Teradata introduces lower-cost appliances
After months of leaks, Teradata has unveiled its new lines of data warehouse appliances, raising the total number either from 1 to 3 (my view) or 0 to 2 (what you believe if you think Teradata wasn’t previously an appliance vendor). Most significant is the new Teradata 2500 series, meant to compete directly with the smaller data warehouse specialists. Highlights include:
- An oddly precise estimated capacity of “6.12 terabytes”/node (user data). This estimate is based on 30% compression, which is low by industry standards, and surely explains part of the price umbrella the Teradata 2500 is offering other vendors.
- $125K/TB of user data. Obviously, list pricing and actual pricing aren’t the same thing, and many vendors don’t even bother to disclose official price lists. But the Teradata 2500 seems more expensive than most smaller-vendor alternatives.
- Scalability up to 24 nodes (>140 TB).
- Full Teradata application-facing functionality. Some of Teradata’s rivals are still working on getting all of their certifications with tier-1 and tier-2 business intelligence tools. Teradata has a rich application ecosystem.

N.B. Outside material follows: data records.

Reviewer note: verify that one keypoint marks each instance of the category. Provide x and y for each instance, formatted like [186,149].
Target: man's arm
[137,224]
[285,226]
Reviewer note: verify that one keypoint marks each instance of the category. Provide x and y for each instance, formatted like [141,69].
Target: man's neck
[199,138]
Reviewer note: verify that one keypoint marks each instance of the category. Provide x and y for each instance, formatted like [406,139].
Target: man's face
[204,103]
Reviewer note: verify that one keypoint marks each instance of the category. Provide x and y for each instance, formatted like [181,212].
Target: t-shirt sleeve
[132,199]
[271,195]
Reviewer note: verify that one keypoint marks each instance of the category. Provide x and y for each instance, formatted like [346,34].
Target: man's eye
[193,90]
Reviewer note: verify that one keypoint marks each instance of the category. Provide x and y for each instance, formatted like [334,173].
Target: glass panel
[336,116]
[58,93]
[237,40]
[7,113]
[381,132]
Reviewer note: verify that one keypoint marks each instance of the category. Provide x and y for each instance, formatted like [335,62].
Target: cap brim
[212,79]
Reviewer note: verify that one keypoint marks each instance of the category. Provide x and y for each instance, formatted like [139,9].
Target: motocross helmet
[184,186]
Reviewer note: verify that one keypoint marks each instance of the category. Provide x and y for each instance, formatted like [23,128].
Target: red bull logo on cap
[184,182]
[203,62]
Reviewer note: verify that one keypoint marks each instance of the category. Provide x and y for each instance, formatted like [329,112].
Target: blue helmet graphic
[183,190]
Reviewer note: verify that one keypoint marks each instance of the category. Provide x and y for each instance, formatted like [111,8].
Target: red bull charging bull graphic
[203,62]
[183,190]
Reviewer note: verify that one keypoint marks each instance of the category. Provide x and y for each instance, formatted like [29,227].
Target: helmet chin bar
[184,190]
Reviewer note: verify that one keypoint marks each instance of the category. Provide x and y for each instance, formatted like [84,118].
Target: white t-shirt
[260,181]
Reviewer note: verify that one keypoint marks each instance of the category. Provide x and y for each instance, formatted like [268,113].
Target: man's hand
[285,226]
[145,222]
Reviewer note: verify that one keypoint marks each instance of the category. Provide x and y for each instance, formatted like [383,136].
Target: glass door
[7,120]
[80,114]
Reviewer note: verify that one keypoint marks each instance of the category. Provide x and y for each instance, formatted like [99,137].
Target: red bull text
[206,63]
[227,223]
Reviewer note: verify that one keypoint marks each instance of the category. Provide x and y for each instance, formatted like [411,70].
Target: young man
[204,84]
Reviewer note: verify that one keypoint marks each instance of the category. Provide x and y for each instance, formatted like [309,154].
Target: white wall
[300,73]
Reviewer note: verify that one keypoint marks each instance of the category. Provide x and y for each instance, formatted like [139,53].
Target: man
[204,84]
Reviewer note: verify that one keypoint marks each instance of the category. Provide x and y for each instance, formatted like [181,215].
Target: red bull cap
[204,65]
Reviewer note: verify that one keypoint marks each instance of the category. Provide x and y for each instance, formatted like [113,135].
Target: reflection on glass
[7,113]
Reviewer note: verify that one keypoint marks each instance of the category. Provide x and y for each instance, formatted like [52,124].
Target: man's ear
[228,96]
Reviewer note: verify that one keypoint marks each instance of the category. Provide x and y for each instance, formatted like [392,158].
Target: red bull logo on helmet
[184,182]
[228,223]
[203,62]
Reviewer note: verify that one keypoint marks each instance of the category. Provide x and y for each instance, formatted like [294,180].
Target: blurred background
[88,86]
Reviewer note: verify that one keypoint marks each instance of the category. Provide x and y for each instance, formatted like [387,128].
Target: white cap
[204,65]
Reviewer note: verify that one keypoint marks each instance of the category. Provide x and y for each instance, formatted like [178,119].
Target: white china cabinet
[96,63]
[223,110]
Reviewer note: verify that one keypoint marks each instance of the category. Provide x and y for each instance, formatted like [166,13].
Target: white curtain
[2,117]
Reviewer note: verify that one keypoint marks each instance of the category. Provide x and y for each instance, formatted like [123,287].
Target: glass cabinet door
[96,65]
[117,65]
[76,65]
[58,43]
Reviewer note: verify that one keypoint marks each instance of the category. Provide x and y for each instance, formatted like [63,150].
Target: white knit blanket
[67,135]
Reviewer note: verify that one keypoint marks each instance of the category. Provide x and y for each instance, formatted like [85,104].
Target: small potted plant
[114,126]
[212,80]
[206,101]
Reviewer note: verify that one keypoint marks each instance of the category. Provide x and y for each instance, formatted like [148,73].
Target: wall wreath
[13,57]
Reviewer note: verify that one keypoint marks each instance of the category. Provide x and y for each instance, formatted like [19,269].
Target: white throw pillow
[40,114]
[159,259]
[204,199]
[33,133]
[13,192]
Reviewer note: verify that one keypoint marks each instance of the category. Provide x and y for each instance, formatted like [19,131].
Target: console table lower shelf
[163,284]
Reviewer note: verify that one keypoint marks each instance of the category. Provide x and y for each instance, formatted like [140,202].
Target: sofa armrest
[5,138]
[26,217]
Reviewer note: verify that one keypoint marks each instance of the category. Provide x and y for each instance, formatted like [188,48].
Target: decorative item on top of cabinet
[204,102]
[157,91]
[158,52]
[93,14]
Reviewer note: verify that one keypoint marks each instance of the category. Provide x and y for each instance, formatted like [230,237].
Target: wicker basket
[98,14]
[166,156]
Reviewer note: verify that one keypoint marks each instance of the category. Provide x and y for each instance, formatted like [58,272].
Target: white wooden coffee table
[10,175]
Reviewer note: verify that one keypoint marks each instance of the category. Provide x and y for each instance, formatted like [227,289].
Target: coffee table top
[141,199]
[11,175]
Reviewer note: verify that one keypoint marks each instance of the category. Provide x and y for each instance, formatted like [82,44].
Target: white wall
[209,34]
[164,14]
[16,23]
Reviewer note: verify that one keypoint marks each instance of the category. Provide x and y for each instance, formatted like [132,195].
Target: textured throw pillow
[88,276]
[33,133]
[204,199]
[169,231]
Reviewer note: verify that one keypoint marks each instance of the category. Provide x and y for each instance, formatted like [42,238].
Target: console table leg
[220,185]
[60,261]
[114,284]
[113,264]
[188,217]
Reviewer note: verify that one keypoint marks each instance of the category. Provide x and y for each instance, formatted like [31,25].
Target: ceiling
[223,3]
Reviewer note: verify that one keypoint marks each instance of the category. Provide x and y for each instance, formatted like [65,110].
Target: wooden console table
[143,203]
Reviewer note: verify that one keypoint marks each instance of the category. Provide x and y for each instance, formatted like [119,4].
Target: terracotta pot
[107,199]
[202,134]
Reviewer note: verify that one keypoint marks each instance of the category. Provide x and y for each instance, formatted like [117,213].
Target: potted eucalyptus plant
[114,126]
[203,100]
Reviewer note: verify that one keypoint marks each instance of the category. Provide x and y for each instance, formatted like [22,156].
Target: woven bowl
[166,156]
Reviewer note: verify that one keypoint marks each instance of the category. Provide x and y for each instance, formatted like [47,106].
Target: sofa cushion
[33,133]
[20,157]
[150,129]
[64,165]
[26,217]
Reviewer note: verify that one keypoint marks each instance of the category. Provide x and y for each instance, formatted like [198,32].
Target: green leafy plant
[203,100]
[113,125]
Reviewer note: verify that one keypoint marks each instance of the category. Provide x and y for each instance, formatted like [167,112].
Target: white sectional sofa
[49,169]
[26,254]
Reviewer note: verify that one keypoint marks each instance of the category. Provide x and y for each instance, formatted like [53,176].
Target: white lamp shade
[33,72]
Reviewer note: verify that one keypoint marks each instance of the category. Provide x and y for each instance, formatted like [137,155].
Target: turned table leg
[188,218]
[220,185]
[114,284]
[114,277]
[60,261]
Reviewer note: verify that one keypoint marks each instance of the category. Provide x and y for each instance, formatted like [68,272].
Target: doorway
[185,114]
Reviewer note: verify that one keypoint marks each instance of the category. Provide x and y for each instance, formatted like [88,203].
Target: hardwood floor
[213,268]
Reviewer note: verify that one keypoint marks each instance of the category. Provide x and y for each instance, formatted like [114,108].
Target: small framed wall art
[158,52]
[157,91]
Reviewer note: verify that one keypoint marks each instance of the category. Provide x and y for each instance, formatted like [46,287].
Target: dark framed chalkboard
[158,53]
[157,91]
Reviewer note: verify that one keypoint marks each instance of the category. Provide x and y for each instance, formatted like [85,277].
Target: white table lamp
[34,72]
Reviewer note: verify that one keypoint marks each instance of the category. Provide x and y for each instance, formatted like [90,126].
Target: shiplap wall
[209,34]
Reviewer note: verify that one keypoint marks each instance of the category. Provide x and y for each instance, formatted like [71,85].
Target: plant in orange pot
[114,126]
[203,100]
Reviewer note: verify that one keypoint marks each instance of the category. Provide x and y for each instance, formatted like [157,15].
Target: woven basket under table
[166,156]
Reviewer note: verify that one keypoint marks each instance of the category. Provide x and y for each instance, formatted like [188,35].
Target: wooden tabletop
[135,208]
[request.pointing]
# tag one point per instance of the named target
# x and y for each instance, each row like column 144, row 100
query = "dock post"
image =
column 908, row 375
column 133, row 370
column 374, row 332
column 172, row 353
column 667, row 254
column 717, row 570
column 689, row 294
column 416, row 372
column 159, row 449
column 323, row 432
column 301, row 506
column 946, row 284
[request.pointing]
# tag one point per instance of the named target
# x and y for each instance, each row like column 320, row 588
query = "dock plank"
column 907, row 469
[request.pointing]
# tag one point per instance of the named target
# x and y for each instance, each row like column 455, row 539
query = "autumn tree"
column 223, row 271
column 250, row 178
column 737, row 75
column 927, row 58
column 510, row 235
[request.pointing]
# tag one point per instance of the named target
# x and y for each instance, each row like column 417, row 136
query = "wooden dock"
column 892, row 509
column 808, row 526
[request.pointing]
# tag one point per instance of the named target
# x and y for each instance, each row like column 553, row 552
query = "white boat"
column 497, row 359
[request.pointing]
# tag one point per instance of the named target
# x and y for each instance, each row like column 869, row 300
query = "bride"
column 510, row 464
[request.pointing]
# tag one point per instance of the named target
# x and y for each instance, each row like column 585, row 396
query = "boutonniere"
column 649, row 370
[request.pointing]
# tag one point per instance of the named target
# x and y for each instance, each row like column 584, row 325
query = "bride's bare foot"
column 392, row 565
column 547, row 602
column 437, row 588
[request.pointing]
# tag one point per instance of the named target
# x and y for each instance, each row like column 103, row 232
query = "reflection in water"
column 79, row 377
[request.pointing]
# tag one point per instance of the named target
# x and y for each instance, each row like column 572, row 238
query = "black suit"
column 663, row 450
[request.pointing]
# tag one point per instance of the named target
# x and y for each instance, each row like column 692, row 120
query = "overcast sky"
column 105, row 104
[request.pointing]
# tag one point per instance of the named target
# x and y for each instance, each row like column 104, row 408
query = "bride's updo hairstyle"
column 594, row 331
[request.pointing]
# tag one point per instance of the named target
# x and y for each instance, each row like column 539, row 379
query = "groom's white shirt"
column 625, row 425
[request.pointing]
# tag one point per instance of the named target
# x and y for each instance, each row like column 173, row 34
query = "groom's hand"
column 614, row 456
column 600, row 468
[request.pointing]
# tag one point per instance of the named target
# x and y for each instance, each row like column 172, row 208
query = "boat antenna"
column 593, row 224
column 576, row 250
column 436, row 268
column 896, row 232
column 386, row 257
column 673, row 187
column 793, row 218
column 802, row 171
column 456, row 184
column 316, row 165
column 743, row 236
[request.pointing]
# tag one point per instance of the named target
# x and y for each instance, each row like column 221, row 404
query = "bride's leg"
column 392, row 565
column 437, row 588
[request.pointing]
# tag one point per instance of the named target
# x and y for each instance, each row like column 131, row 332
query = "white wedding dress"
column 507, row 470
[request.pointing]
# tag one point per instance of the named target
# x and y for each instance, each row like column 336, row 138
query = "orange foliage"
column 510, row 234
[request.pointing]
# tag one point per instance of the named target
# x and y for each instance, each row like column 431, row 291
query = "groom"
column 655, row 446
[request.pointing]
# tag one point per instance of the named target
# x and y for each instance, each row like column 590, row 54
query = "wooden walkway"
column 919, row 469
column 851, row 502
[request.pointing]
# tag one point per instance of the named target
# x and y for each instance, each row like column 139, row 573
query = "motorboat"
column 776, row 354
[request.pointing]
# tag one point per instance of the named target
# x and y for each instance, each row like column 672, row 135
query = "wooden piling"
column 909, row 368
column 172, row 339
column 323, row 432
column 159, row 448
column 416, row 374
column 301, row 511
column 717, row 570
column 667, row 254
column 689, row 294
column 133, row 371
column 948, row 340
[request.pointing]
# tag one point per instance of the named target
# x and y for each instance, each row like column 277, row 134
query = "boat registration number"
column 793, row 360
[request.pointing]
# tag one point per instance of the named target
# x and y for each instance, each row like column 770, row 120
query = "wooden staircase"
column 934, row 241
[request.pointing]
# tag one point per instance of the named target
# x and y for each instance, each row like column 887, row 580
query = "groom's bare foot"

- What will be controversial performance, until customer-benchmark trends clearly emerge.
The Teradata 2500 is coming out of the chute with two customers – a new-customer retailer buying a single cabinet (i.e., 6.12 TB), and an existing customer for whom fewer details seem available. So far as I can tell, the sales force has had the product since late January, although the first leaks I got incorrectly suggested the system would only scale to a limited number of nodes.
Other products in the announcement included:
- The Teradata 5550, a routine annual upgrade to the Teradata 5500.
- The Teradata 550. This is a low-end, single-server SMP box introduced 9 or so months ago, originally meant for application development and testing. But some customers have been using it for deployment, and Teradata is now officially acknowledging that. It only scales to 2-3 TB of user data.
The Teradata 2500’s performance should be below the Teradata 5550’s for three reasons:
- More disk per node.
- Less CPU per node (2 cores vs. 4).
- The removal of some “workload management” performance features found in the 5500 series.
The same considerations apply to a comparison between the Teradata 2500 and the older Teradata 5000, but in that case they’re offset by a year of Moore’s Law benefit.
Teradata’s performance claims for the 2500, in essence, are:
- The 2500 is focused on decision-support applications, where all that workload-management stuff doesn’t matter as much.
- Although we can do additional things well our competitors can’t, we also rival them in performance in their sweet area, namely sequential/table-scan-oriented decision support.
- In fact, we beat them on lots of customer benchmarks.
- By the way, even the simplified workload management capability gives good concurrency when compared with what the little guys offer.
Teradata competitors’ stories are along the lines of:
- We clobber Teradata in customer benchmarks.
- Now they’re offering a system a lot slower than the ones we already beat.
DATAllegro offers a detailed critique of the Teradata 2500 based on pre-release information, both on functionality and the numbers. (E.g., they argue that 6.12 TB of user data counted the Teradata way isn’t as much as it sounds like; I’m checking on that.)
So what does this all mean? If the Teradata 2500 were as aggressively priced as I originally thought (my bad – I simply misheard their per-terabyte prices for absolute figures), this announcement would be a huge event. As matters stand – well, DBMS and other enterprise vendors’ “crippled” products don’t have a stellar history. I wouldn’t be surprised if, a year from now, we saw an upgraded Teradata 2500 series, with more aggressive pricing and features.
Alternatively: In the initial release, Teradata has chosen not to have any interoperability between the 5500, 2500, and 550 series. I think that should and perhaps will change, with the 55xx and 25xx working together in a hub/spoke manner. Otherwise, missing-features arguments like the one DATAllegro makes will be too compelling. For that matter, I wouldn’t be surprised if Teradata bought a smaller rival, in which case heterogeneous hub/spoke synchronization would be a really good idea as soon as they could implement it.
If hub/spoke integration is one feature I’d recommend Teradata get cracking on, the other – and even bigger – one is compression. All CPU/disk trade-offs notwithstanding, better compression is an obvious and big price/performance win.